Concurrent Writes and the Disposal of the Write Lock
Before RavenDB 2.5, Raven DB had an internal write lock that serialized all writes to a specific database on the server side. RavenDB needed this for internal housekeeping reasons
This limitation is removed in RavenDB 2.5, and now you have completely concurrent writes at the database.
The implication, of course, is that you are going to have better performance for writes, but need to be aware of concurrency exceptions if you have two threads updating the same document. That has always been an option, of course, but making writes completely concurrent make it more likely to happen.
Standard modeling techniques in RavenDB already dealt with that, so that isn't likely to affect you.
Indexing Optimizations
RavenDB indexes do quite a bit more than you might expect. Instead of just speeding up searches, you can use indexes for all queries. In fact, whenever you query, you must do so on an index. Indexes provide ways to do full text searches, spatial queries, map/reduce; and a lot more.

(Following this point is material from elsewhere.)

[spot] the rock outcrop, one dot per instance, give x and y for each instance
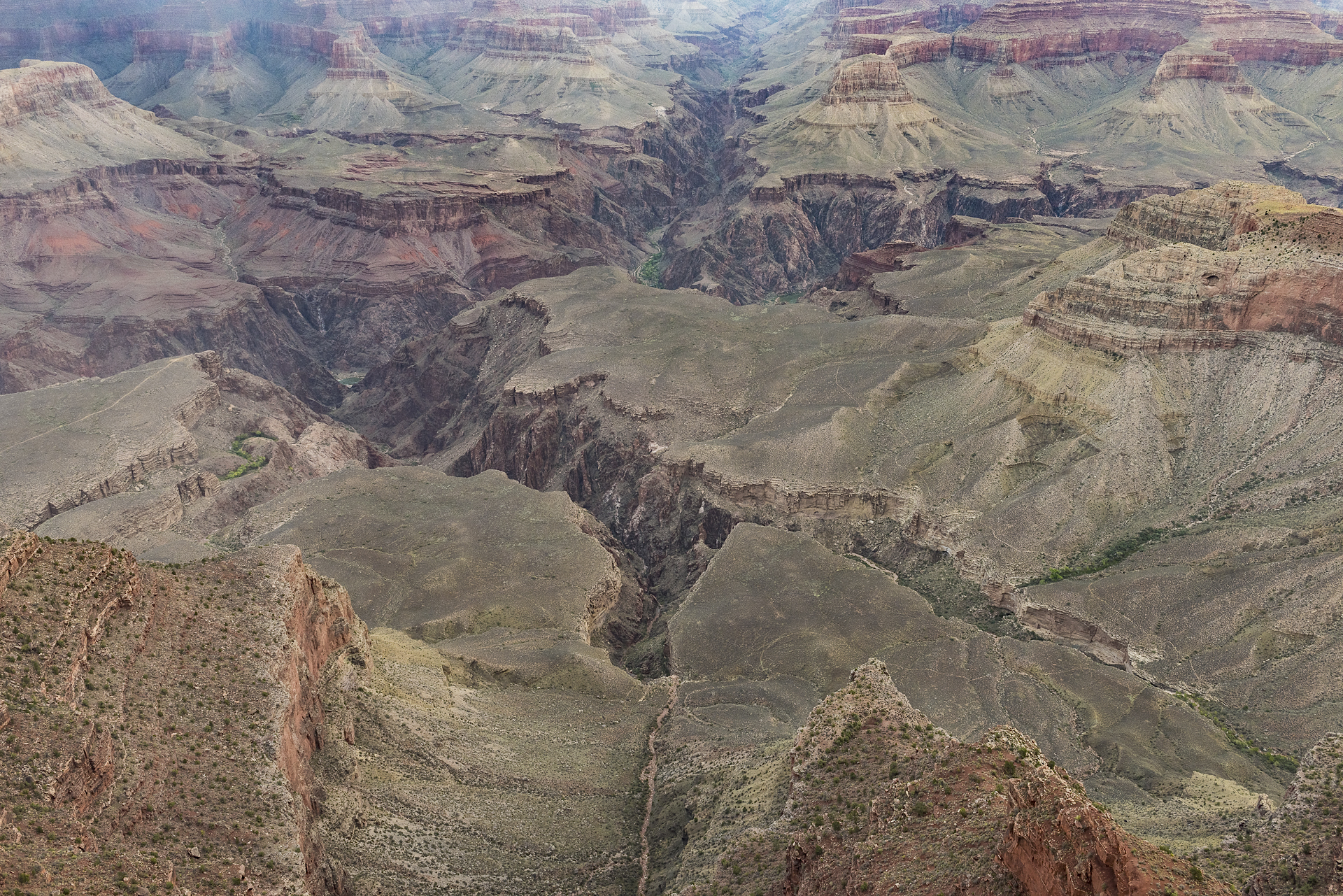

As you can imagine, indexes are pretty important for us. And in RavenDB 2.5, there some significant upgrades to the way indexes work. Like in the previous section, you mostly won't see those changes, just feel their impact.
For example, indexes now index directly to memory, and only flush to disk when they are finished working. This has the nice side effect of significantly improving the time it takes to index documents.
Another important change is that the query optimizer in RavenDB is now much smarter and a lot more active. It can merge indexes if they are overlapping, to reduce the load on the system. It detects and deprioritizes inactive indexes and, in general, is more active in its role of ensuring that your RavenDB applications will be tuned to your specific needs.
Summary
In this article, I listed seven of the more visible changes made to RavenDB in the 2.5 version.
- Result Transformers
- Scripted Patching
- SQL Replication
- Unbounded Streams
- Dynamic Reporting
- Concurrent Writes (no write lock)
- Indexing Optimizations
But RavenDB 2.5 has been in development for close to six months, and there are literally dozens of new features and improvements that went into it; quite a bit more than I could squeeze into a single article.
For example, the RavenDB Studio is considerably upgraded, providing better tools to administer and work with data. Other improvements include better spatial support, Excel integration, more performance work and more.
If you aren't already using RavenDB, give it a try. In this article I have focused primarily on the new things, and skipped a lot of the reasons why you might want to use RavenDB. I have found, time and again, that the major reason to do switch to RavenDB isn't a specific feature, it is the different mindset that it encourages and the fact that it was designed, from the ground up, to be a Zero Friction tool in your tool box.
There is a reason why RavenDB's motto is, “It Just Works.”